The report, which was issued Tuesday, was one half of a double whammy for America’s state and local emergency officials. The same day, the Trust for America’s Health and the Robert Wood Johnson Foundation declared in a separate study that the United States was underprepared for a major disaster, such as a biological attack or a pandemic.

Access to emergency care was one of five categories the physicians’ group assessed to come up with a C- grade for the overall U.S. emergency health system.

The group found serious problems across the board, choosing to give no state an A. Massachusetts (B) and the District of Columbia and Rhode Island (both B-) — all with high concentrations of advanced medical institutions in small geographic areas — were the top three, while Arkansas came in last with a D-.

Scores were so low — 90 percent of the states earning mediocre or near-failing grades — that Nebraska’s grade, a C+, was good for fifth in the rankings.

“That is a national disgrace,” said the organization’s president, Nicholas Jouriles, an emergency physician in Moreland Hills, Ohio. “The nation’s emergency physicians have diagnosed the condition and prescribed the treatment. It’s time to get serious and take the medicine.”


Too many patients; too few resources
The organization said rising costs were forcing hospitals to close emergency departments at the same time that demand for their services was skyrocketing, thanks to a rise in the number of Americans who seek treatment in the emergency room because they have no health insurance.

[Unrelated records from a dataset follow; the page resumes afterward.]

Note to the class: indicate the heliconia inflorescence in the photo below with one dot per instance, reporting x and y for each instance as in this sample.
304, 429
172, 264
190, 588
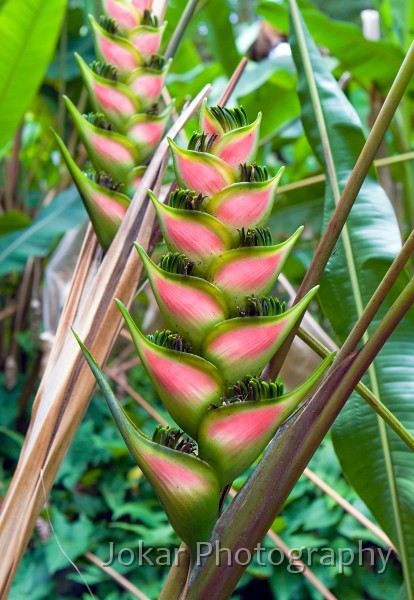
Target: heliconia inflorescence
129, 119
212, 289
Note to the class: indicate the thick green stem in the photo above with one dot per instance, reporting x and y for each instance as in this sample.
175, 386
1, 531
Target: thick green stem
365, 393
248, 518
377, 299
180, 29
315, 179
350, 193
177, 576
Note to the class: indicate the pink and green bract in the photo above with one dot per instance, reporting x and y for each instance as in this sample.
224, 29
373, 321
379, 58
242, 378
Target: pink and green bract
211, 288
129, 120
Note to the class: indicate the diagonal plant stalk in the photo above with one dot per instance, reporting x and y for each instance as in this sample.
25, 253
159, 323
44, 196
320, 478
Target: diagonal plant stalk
316, 418
247, 519
67, 385
315, 179
181, 27
308, 473
333, 230
355, 336
177, 575
366, 315
382, 411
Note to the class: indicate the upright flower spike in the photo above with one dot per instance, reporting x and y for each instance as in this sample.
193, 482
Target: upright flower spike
201, 172
125, 14
198, 235
238, 146
248, 343
147, 39
186, 383
106, 207
190, 305
126, 81
245, 204
249, 270
147, 83
115, 49
147, 130
108, 95
109, 151
232, 436
187, 487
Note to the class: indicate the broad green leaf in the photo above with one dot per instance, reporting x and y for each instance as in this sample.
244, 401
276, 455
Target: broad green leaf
374, 459
64, 212
222, 41
12, 221
367, 60
28, 33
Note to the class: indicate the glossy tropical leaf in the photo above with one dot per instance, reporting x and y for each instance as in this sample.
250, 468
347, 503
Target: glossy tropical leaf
232, 436
367, 60
374, 459
28, 32
64, 212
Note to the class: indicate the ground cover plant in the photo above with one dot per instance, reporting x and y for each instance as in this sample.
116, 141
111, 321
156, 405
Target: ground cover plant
196, 196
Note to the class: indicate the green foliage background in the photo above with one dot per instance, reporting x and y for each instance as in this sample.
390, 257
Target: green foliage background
99, 496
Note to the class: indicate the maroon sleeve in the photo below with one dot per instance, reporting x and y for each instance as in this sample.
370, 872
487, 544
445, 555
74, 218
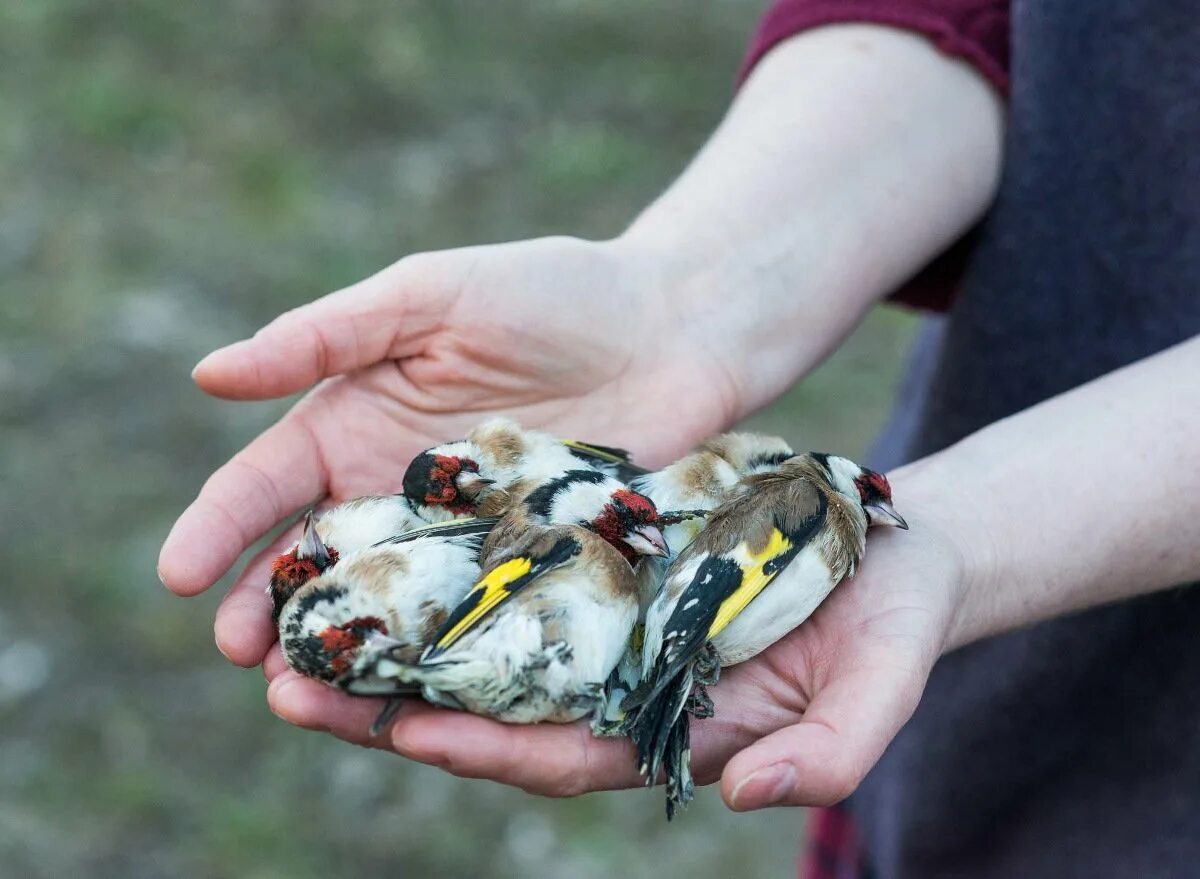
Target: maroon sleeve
975, 30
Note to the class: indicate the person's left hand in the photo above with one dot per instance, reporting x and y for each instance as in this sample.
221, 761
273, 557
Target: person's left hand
799, 724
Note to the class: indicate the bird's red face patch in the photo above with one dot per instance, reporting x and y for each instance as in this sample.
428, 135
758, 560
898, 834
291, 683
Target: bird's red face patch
341, 643
625, 513
641, 508
289, 573
443, 491
874, 488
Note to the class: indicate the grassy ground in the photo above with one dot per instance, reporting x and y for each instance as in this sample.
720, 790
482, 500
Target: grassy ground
173, 175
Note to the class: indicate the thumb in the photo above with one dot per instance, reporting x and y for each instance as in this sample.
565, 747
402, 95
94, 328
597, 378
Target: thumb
387, 316
825, 757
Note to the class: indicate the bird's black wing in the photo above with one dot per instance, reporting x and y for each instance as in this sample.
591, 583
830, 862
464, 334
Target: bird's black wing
618, 460
724, 586
478, 526
503, 581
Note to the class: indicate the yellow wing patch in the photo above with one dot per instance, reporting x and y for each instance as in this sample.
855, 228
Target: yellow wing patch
754, 580
491, 590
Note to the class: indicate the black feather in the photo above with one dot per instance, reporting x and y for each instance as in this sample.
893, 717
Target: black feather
479, 526
562, 551
540, 500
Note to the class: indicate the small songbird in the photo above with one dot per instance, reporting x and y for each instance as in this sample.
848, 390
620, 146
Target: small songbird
535, 638
393, 596
699, 482
603, 503
707, 477
451, 479
762, 563
345, 528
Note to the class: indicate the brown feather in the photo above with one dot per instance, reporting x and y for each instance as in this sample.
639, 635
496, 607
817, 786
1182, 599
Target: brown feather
503, 442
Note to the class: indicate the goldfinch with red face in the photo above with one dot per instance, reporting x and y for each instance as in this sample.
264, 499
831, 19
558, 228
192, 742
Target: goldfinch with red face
393, 596
624, 518
699, 482
450, 479
534, 639
341, 530
348, 527
762, 563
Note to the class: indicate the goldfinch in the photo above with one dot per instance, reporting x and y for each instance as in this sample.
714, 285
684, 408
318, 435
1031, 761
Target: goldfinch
450, 479
699, 482
627, 519
537, 637
395, 595
343, 528
762, 563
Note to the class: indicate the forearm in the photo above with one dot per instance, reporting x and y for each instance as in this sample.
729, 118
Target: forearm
852, 156
1089, 497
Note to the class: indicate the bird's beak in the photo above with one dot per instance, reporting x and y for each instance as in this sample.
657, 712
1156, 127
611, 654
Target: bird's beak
883, 513
311, 545
472, 485
647, 540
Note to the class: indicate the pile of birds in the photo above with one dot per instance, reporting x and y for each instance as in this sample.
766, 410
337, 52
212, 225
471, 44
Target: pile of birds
532, 579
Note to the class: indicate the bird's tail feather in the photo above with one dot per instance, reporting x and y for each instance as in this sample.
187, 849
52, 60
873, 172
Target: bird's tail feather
660, 734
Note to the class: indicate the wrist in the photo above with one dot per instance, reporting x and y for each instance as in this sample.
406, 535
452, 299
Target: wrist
951, 515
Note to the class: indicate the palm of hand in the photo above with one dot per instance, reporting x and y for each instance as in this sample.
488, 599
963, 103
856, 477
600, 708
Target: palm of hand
556, 333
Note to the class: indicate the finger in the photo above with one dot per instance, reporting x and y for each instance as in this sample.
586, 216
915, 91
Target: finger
243, 627
270, 479
822, 759
274, 663
315, 706
547, 758
385, 316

“The emergency care system in the United States remains in serious condition, with numerous states facing critical problems,” the report said, concluding that “the nation has too few emergency departments to meet the needs of a growing and aging population.”

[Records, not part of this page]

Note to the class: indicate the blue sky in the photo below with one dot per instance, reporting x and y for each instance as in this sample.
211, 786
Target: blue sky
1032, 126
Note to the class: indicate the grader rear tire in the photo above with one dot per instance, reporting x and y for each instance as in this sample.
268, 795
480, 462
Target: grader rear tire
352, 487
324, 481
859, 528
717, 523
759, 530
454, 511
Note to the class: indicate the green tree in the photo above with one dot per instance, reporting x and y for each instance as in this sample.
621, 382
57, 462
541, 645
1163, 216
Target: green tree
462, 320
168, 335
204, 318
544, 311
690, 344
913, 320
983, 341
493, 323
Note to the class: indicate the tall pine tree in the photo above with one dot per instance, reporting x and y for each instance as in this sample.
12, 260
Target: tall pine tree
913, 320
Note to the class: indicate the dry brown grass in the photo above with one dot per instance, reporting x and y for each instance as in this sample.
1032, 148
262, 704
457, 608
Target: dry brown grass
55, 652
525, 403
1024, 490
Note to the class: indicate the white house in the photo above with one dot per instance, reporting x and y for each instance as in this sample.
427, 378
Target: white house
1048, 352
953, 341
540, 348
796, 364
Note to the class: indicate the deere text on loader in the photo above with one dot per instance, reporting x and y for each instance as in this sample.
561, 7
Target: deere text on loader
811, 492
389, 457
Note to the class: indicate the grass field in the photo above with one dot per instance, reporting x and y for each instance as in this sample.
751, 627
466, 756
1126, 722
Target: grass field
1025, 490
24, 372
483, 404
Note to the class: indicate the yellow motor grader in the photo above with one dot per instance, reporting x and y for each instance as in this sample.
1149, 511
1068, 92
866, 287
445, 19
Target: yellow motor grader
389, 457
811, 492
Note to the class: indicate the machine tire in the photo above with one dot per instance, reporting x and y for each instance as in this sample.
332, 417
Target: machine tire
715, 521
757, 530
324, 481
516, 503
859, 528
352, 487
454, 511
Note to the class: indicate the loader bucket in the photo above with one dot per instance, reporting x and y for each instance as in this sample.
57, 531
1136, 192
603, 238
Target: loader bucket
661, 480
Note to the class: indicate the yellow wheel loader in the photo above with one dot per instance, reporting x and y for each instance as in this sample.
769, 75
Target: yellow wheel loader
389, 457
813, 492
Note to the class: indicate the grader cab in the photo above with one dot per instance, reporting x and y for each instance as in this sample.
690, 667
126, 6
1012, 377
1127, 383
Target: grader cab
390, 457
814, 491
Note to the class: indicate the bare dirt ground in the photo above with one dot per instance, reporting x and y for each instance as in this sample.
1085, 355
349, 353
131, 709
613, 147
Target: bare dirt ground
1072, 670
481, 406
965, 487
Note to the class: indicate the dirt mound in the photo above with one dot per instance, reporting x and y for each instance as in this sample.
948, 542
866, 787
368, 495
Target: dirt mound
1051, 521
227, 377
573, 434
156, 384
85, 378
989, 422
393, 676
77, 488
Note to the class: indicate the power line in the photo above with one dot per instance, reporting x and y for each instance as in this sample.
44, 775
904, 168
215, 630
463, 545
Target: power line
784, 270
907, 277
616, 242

The report found that emergency room visits had grown by 32 percent in the last decade as the number of emergency rooms had fallen by 7 percent. Other factors contributing to the crisis were:

Shortages of nurses, primary care physicians, emergency physicians and other specialists.
Hospital crowding leading to boarding of patients in emergency departments.
Inadequate reimbursement from public and private insurers.
“Adverse legal environments” — that is, rising medical malpractice claims and an accompanying rise in malpractice insurance costs — that are leading emergency physicians to retire early, cut high-risk services or move to states with less liability exposure.
Chronic lack of state-level programs to address preventable illnesses, resulting in “avoidable health care expenditures and additional demands on the medical system.”
The physicians’ group stressed that it was not passing judgment on the quality of emergency room doctors’ and nurses’ care; instead, it was assessing resources and availability of critical care.

Angela Gardner, an emergency room doctor in Galveston, Texas, who is president-elect of the physicians’ group, said the emergency care system was a “ticking time bomb.”

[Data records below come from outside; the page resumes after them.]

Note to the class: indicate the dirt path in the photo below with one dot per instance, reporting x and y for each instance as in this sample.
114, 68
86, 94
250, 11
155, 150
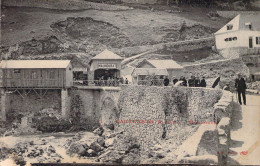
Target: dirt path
245, 133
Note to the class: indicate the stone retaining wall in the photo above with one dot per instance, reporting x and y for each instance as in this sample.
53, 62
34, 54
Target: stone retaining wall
154, 107
63, 5
224, 68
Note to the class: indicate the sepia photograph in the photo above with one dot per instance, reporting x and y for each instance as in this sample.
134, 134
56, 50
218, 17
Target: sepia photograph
129, 82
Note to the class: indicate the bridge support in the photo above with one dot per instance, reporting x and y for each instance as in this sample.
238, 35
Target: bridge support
4, 105
65, 103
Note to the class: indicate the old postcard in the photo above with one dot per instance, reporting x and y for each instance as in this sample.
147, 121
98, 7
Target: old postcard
119, 82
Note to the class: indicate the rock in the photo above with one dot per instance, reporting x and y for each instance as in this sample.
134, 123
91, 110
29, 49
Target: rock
131, 158
51, 149
99, 131
101, 141
96, 147
77, 148
109, 142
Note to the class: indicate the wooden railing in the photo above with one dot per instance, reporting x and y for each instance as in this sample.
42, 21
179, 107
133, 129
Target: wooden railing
25, 83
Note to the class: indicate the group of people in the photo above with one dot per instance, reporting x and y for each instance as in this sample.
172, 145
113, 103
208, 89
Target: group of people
111, 81
192, 82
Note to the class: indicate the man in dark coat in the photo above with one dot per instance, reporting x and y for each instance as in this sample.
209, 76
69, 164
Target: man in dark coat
203, 82
191, 81
174, 80
240, 85
166, 81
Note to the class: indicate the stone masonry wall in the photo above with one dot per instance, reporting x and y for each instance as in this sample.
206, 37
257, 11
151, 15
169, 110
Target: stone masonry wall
144, 110
63, 5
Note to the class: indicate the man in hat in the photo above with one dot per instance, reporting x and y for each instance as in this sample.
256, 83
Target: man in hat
240, 85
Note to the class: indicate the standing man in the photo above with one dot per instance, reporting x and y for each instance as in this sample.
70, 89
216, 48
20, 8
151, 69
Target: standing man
166, 81
197, 82
203, 82
240, 85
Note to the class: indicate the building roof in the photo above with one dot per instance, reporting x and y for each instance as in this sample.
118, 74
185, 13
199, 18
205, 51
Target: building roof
106, 54
149, 71
241, 22
162, 64
33, 64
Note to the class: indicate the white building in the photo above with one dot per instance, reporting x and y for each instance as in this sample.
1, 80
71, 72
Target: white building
240, 36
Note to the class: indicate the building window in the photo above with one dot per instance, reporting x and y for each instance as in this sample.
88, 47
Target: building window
52, 75
229, 27
257, 40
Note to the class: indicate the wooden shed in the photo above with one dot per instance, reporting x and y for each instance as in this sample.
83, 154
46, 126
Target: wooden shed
36, 73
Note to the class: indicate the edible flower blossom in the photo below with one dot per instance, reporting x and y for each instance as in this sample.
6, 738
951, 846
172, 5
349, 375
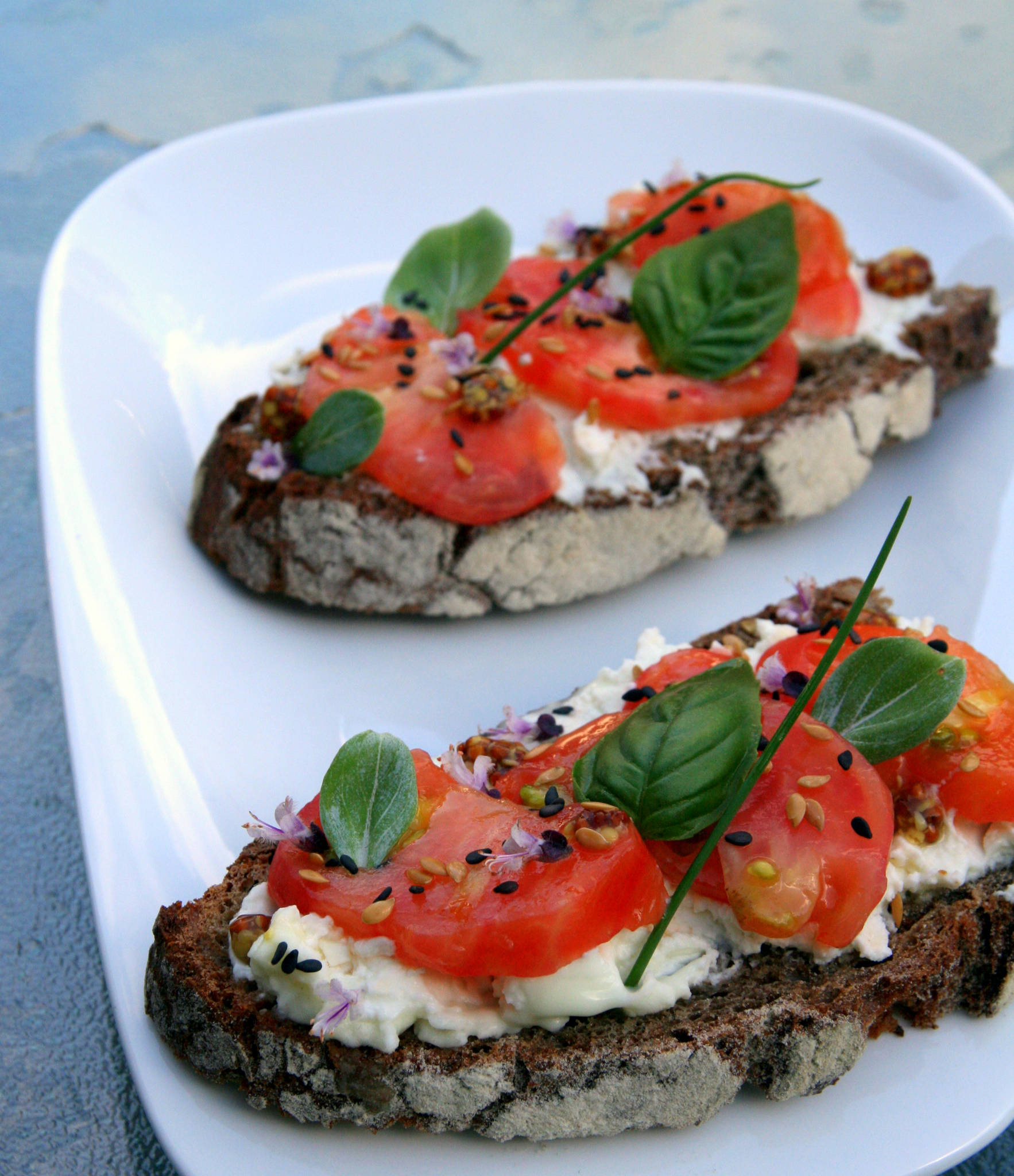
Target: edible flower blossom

“Doctors are working in a war zone out there,” Gardner said.

“They’re being asked to do more with less every single day. They’re being asked to see more patients,” she said. “They’re being asked to do so with fewer nurses, with fewer beds in the hospital, so they have no place to put the patients that they’re seeing.”


Comprehensive reform urged
The doctors’ group called on Congress and the incoming Obama administration to enact a comprehensive health care reform program with an emphasis on boosting resources for emergency departments.

Reform of federal and state liability regulations is also critical, the report said, to lure qualified doctors and nurses back into emergency rooms.

“Emergency medical care is the most overlooked part of our health care system, and also the one everyone depends on in their hours of need,” Jouriles said. “Policy-makers must make strengthening emergency departments a national priority.”